My mother grew up as an American citizen. She later helped her parents gain legal residency. She earned a master’s degree in education while raising my sister and me as a single parent. My sister became an immigration attorney. I became a lawyer, a professor, and someone who teaches students why constitutional words matter.
So when President Trump signed an executive order on his first day back in office declaring that some children born in the United States would no longer be treated as citizens, I did not see it as an abstract policy fight. I saw it as a direct challenge to families like mine.
Yesterday, the Supreme Court answered that challenge.
In Trump v. Barbara, the Court struck down the executive order and held that children born in the United States to parents who are unlawfully or temporarily present are citizens at birth under the Fourteenth Amendment. Chief Justice John Roberts wrote the majority opinion, joined in full by Justices Sonia Sotomayor, Elena Kagan, Amy Coney Barrett, and Ketanji Brown Jackson. Justice Brett Kavanaugh agreed the order was unlawful under federal statute, though he did not join the constitutional holding.
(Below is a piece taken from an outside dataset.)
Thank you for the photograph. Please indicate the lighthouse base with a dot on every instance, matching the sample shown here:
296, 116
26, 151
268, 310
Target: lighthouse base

Justices Clarence Thomas, Samuel Alito, and Neil Gorsuch dissented. (CBS News [https://www.cbsnews.com/news/supreme-court-birthright-citizenship-trump-decision/])
The headline is simple: Trump lost.
But the story underneath the headline is bigger than that.
The Supreme Court did not create a new right. It did not invent a new theory of citizenship. It did not hand immigrants some new benefit that had never existed before. It reaffirmed the constitutional promise that has stood since the Fourteenth Amendment: “All persons born or naturalized in the United States, and subject to the jurisdiction thereof,” are citizens.
That promise was born out of one of the darkest chapters in American law. The Fourteenth Amendment was written in the shadow of Dred Scott, the 1857 decision that said Black Americans could not be citizens. The Citizenship Clause was a rejection of that world. It rejected the idea that citizenship depends on bloodline, caste, ancestry, or whether those in power believe your family truly belongs.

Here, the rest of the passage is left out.